Las zapatillas en cuestión eran unas viejas Nike de entrenamiento. No eran de baloncesto y no había ninguna razón que justificara el interés de mi compañero de celda. Por una vez, pensé que más me hubiese valido llevar puestos mis elegantes mocasines con borlas.

—¿Qué número calzas? —me preguntó.

—El cuarenta y dos.

El muchacho que se había quedado con mi americana se acercó; el mensaje había sido transmitido y recibido.

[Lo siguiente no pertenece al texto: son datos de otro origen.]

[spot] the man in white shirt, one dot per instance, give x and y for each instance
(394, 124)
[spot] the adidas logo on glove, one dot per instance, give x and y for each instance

—La misma talla que yo —dijo el primero.

—¿Los quieres? —le pregunté, y de inmediato empecé a desatar los cordones—. Toma, quiero regalarte mis zapatillas. —Sacudí rápidamente los pies para quitármelas y él las tomó.

Por un instante deseé preguntar qué ocurriría con mis vaqueros y mi ropa interior.

Mordecai apareció sobre las siete de la mañana. Coffey me sacó de la celda y mientras avanzábamos por los pasillos, me preguntó:

—¿Dónde están sus zapatillas?

—En la celda —contesté—. Me las han quitado.

—Voy por ellas.

—Gracias. También tenía una chaqueta azul marino.

Me miró el ojo izquierdo que empezaba a hincharse.

—¿Cómo se encuentra?

—Maravillosamente bien. Soy libre.

Mi fianza ascendía a diez mil dólares. Mordecai estaba esperándome con el garante. Le pagué mil dólares en efectivo y firmé los papeles. Coffey me llevó las zapatillas y la americana y así terminó mi encarcelamiento. Sofía esperaba en su coche y rápidamente nos fuimos de allí.